Em meio à sofisticação da Bossa Nova, à crítica velada da MPB pós-64 e à psicodelia do Tropicalismo, uma figura singular surgiu para chutar o balde de todas as convenções. Raul Seixas (1945-1989), o "Maluco Beleza" de Salvador, foi um profeta, um filósofo, um roqueiro e um nordestino arretado, tudo ao mesmo tempo. Ele não se encaixava em nenhum movimento e, por isso mesmo, criou o seu próprio universo, fundindo o rock'n'roll mais visceral com o baião de Luiz Gonzaga e o misticismo de Aleister Crowley.
A Fusão Improvável: Rock com Baião
Raul cresceu na Bahia ouvindo duas coisas que, para muitos, eram mundos opostos: o rock primitivo de Elvis Presley e Little Richard, que chegava pelo rádio, e o baião de Luiz Gonzaga, que ecoava por todo o Nordeste. Para Raul, essa mistura não era uma contradição, mas a sua própria identidade. Ele foi, talvez, o primeiro artista a realizar de forma tão potente a fusão que o Tropicalismo havia teorizado.
Como vimos na série "História do Rock", o rock'n'roll nasceu de uma base de três acordes maiores e um ritmo contagiante. Raul dominava essa linguagem perfeitamente. No entanto, ele a temperava com o ritmo sincopado do baião e do xote, criando algo que ele mesmo chamou de "Baioque". Em canções como "Ouro de Tolo", a estrutura pode parecer um folk de Bob Dylan, mas a atitude e a narrativa são inconfundivelmente brasileiras.

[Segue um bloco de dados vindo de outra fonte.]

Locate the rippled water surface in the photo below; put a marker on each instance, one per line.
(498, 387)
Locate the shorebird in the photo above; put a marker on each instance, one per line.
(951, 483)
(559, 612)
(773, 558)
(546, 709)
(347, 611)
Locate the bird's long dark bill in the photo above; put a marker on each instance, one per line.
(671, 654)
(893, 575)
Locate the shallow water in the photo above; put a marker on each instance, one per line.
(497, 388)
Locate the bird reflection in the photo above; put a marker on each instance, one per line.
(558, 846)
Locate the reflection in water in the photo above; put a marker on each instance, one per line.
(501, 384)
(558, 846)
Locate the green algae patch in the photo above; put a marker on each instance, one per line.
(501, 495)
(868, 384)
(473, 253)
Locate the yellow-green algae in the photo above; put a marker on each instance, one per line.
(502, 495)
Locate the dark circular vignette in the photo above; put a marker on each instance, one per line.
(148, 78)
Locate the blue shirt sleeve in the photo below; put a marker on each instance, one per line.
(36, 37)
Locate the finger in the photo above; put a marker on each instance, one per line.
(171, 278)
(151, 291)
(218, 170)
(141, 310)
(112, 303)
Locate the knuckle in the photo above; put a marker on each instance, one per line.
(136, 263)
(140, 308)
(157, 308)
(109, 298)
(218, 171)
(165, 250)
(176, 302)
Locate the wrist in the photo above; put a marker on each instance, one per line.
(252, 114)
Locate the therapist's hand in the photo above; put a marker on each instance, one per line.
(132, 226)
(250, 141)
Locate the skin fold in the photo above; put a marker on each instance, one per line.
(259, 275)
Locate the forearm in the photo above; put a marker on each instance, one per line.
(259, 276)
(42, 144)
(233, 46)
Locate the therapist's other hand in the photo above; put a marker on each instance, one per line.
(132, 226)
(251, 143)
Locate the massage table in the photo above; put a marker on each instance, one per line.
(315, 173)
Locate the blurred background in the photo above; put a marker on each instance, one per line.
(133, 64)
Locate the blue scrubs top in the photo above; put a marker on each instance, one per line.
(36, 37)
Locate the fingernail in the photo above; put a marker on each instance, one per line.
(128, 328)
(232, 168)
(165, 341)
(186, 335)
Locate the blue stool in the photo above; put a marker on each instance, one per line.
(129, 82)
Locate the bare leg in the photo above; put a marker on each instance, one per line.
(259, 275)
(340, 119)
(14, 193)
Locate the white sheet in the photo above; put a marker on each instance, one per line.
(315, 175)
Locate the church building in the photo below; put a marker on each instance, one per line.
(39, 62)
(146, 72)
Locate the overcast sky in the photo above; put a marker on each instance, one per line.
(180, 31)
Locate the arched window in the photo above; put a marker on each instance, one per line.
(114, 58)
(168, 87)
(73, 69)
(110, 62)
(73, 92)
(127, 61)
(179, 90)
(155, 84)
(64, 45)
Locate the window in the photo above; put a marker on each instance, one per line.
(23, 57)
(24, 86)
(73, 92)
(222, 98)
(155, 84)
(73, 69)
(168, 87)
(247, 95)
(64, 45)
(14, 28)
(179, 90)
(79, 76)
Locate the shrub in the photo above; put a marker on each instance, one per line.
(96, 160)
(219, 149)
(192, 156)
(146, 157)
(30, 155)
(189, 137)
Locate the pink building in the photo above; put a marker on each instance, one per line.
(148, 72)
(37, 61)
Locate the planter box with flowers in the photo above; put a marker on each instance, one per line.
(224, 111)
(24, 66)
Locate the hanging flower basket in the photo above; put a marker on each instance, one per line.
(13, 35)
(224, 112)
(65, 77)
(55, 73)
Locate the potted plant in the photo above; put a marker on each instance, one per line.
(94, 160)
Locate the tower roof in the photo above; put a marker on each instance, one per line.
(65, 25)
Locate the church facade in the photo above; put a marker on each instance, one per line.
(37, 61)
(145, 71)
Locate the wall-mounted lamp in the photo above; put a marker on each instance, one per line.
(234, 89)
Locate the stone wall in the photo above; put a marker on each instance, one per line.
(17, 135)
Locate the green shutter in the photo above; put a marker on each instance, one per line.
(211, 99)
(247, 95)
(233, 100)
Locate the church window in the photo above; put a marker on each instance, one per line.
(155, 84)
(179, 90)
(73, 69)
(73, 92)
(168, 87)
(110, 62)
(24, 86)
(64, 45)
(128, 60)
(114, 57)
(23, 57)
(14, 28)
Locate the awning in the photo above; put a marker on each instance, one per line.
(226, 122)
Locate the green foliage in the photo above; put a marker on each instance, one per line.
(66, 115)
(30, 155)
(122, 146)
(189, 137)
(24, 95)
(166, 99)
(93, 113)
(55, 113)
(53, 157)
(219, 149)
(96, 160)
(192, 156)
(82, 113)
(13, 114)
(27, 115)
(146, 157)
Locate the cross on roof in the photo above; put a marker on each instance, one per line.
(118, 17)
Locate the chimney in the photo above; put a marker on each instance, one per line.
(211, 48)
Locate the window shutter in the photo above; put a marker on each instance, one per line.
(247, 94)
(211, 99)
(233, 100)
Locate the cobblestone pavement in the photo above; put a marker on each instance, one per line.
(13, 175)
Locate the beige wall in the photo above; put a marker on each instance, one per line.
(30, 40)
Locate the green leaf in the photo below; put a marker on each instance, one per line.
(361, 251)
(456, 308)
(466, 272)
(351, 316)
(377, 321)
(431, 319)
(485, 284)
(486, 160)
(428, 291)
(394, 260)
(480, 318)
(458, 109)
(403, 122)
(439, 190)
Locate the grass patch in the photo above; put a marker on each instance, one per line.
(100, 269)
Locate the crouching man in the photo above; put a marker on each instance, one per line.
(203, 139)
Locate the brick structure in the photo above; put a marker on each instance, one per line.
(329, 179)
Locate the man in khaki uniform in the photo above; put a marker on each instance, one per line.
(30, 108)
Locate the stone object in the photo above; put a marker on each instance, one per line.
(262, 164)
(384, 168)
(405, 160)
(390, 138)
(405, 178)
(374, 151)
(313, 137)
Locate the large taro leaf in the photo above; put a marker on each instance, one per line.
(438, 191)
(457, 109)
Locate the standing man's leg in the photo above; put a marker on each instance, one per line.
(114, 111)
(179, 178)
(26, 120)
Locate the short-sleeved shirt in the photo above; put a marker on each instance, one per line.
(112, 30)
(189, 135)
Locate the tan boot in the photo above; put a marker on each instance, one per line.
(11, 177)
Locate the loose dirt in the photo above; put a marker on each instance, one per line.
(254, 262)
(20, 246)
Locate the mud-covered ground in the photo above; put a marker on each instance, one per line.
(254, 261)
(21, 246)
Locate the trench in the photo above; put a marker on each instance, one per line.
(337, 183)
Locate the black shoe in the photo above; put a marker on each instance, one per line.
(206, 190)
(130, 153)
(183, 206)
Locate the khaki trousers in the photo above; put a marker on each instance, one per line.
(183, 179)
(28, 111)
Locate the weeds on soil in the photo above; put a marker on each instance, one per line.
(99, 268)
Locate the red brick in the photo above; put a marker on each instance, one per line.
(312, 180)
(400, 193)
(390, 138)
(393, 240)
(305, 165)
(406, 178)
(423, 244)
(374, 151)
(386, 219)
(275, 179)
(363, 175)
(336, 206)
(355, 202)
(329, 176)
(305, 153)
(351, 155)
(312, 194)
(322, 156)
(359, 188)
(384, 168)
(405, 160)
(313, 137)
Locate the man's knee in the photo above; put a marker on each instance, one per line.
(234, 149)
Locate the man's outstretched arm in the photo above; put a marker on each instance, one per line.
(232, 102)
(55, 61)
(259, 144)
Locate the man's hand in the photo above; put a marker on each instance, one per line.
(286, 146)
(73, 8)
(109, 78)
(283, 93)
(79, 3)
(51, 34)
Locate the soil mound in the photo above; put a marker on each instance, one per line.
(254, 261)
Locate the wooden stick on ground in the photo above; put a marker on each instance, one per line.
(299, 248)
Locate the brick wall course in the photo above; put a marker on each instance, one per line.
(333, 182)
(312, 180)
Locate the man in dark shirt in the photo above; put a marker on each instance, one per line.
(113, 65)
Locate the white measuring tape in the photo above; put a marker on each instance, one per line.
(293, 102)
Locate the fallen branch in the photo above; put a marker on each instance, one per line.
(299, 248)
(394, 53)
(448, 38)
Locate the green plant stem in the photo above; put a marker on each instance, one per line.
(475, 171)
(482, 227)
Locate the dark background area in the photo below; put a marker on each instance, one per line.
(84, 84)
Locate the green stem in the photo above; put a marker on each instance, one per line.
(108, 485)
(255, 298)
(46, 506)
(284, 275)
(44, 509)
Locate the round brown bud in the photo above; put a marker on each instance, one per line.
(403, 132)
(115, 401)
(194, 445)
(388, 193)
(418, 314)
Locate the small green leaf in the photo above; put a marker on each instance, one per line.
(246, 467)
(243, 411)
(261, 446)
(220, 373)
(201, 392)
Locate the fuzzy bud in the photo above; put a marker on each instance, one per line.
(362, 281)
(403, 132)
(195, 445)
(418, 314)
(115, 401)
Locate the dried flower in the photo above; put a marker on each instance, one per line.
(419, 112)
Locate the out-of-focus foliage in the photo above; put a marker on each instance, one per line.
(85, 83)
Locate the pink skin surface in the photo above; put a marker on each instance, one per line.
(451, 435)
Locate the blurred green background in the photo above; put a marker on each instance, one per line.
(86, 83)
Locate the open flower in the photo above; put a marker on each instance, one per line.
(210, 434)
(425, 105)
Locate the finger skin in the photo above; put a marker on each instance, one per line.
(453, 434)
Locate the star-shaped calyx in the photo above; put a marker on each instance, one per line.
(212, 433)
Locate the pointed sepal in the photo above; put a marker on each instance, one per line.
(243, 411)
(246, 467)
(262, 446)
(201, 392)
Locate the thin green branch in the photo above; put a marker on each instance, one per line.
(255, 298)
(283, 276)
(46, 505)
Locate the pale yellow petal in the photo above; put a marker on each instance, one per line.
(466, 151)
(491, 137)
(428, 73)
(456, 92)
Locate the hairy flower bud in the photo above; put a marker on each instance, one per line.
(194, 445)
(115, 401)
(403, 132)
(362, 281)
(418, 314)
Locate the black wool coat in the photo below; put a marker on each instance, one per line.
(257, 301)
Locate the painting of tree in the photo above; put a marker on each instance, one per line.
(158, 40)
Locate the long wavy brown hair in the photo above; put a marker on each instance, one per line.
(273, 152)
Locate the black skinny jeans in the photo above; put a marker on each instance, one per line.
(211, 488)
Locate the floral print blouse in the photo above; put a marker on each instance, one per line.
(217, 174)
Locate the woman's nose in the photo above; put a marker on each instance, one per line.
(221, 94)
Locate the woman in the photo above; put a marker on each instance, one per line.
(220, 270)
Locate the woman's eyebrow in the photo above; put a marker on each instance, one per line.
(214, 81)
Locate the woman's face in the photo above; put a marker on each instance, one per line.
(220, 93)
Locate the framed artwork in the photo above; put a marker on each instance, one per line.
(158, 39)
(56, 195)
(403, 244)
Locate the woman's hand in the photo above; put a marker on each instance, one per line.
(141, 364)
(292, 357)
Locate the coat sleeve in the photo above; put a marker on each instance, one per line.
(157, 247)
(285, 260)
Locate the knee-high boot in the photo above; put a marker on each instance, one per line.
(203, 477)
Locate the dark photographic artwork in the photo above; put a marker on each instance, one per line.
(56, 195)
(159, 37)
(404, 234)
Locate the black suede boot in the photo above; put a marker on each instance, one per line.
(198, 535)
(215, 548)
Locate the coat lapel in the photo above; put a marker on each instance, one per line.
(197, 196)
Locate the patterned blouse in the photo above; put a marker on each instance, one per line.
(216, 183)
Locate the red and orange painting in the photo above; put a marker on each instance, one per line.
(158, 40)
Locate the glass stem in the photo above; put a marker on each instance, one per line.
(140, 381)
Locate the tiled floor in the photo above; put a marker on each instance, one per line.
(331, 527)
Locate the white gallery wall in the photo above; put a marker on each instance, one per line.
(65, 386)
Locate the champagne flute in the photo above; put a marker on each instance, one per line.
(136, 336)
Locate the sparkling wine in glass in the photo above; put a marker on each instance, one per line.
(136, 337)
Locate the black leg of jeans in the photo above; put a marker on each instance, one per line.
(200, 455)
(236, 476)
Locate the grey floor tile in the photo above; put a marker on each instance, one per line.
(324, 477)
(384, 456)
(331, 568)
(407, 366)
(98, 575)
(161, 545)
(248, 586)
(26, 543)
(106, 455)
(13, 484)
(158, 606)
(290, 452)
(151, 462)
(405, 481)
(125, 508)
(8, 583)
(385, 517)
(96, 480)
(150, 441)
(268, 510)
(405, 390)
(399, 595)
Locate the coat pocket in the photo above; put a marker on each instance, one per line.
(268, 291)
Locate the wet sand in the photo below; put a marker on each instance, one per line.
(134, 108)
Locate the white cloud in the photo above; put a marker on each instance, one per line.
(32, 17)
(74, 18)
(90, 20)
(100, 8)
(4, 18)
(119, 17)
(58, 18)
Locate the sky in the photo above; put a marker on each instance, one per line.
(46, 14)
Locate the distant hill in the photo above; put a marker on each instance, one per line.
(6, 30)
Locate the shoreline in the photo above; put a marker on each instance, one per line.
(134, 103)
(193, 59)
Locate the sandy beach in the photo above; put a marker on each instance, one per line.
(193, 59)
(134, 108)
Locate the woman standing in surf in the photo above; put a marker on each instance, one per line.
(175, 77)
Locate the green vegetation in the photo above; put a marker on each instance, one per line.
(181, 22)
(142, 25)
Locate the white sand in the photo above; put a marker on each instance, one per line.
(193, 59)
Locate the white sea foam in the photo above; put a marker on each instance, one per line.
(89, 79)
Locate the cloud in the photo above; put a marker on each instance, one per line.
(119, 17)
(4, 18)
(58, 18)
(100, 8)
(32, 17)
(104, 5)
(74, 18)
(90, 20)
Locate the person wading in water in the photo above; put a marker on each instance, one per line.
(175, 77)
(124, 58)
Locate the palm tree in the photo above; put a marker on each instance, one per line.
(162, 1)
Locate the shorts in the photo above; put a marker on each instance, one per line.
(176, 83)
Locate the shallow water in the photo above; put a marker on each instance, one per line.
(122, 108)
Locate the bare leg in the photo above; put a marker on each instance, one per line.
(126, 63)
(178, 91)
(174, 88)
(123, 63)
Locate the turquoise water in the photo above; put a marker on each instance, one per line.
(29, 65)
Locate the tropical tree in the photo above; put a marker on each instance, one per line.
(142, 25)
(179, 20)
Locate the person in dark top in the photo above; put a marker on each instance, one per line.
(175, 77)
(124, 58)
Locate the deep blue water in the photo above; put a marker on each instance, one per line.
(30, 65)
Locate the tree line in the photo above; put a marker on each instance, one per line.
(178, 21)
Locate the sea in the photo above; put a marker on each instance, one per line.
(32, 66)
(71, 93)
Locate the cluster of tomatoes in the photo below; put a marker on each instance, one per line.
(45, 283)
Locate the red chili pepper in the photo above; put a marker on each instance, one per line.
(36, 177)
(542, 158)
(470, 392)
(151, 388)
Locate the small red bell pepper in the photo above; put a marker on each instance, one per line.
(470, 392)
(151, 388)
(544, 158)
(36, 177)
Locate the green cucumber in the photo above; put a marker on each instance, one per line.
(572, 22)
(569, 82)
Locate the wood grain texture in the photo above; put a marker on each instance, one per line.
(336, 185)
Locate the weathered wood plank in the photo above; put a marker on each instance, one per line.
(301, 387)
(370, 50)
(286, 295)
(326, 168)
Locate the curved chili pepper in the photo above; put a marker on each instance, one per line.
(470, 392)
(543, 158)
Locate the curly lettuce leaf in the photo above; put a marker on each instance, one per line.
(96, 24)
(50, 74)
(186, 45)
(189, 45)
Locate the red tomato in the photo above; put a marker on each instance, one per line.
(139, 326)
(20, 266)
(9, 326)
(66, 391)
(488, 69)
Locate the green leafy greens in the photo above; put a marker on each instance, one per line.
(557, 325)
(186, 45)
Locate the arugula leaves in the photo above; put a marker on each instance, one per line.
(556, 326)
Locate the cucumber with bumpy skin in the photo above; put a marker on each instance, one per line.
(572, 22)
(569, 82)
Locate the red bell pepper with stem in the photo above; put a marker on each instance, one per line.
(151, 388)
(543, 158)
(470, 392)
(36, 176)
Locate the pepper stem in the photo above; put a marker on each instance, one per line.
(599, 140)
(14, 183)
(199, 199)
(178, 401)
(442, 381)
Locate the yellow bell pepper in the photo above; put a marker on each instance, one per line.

Em "Asa Branca", ele não apenas regravou o clássico de Luiz Gonzaga; ele o fez com a pegada e a urgência do rock.
Raul Seixas: o "Pai do Rock Brasileiro", que misturou a guitarra de Elvis com a sanfona de Gonzagão.
O Profeta Anárquico: Parceria com Paulo Coelho
A música de Raul Seixas era inseparável de sua filosofia. Sua parceria com o então letrista e futuro escritor Paulo Coelho foi fundamental para a criação de um corpo de trabalho que ia muito além do entretenimento. Juntos, eles mergulharam no ocultismo, na filosofia e em sociedades secretas, extraindo daí a base para a "Sociedade Alternativa", um conceito de comunidade anárquica baseada na máxima do bruxo Aleister Crowley: "Faze o que tu queres, pois é tudo da Lei".
Canções como "Sociedade Alternativa", "Gita" e "Tente Outra Vez" não eram apenas músicas; eram hinos motivacionais, convites à autorreflexão e ao questionamento de todas as autoridades, fossem elas o governo, a religião ou a própria indústria cultural. Isso, em plena ditadura militar, era um ato de extrema ousadia, o que lhes rendeu problemas com a censura e até mesmo uma breve prisão e exílio.
"Eu que não me sento / No trono de um apartamento / Com a boca escancarada cheia de dentes / Esperando a morte chegar / Porque longe das cercas embandeiradas / Que separam quintais / No cume calmo do meu olho que vê / Assenta a sombra sonora de um disco voador."
- Raul Seixas, em "Ouro de Tolo" (1973)
O Legado do "Maluco Beleza"
Raul Seixas nunca foi uma unanimidade na crítica de sua época, que muitas vezes o considerava "brega" ou "confuso". No entanto, ele se comunicou diretamente com um público jovem e marginalizado que não se via representado nem na MPB "cabeça", nem no rock estrangeiro. Ele falava a língua do povo, com gírias, humor e uma sinceridade brutal.
Seu legado é o de um artista que provou que era possível ser profundamente brasileiro e um roqueiro autêntico. Ele abriu as portas para o rock nacional dos anos 80 e sua figura messiânica continua a conquistar novas gerações de fãs. O grito "Toca Raul!" é mais do que uma piada em shows; é a prova da permanência de um artista que se recusou a ser colocado em qualquer caixa e que, por isso mesmo, se tornou eterno.
O universo de Raul: uma mistura de rock, misticismo e filosofia que desafiou todas as convenções.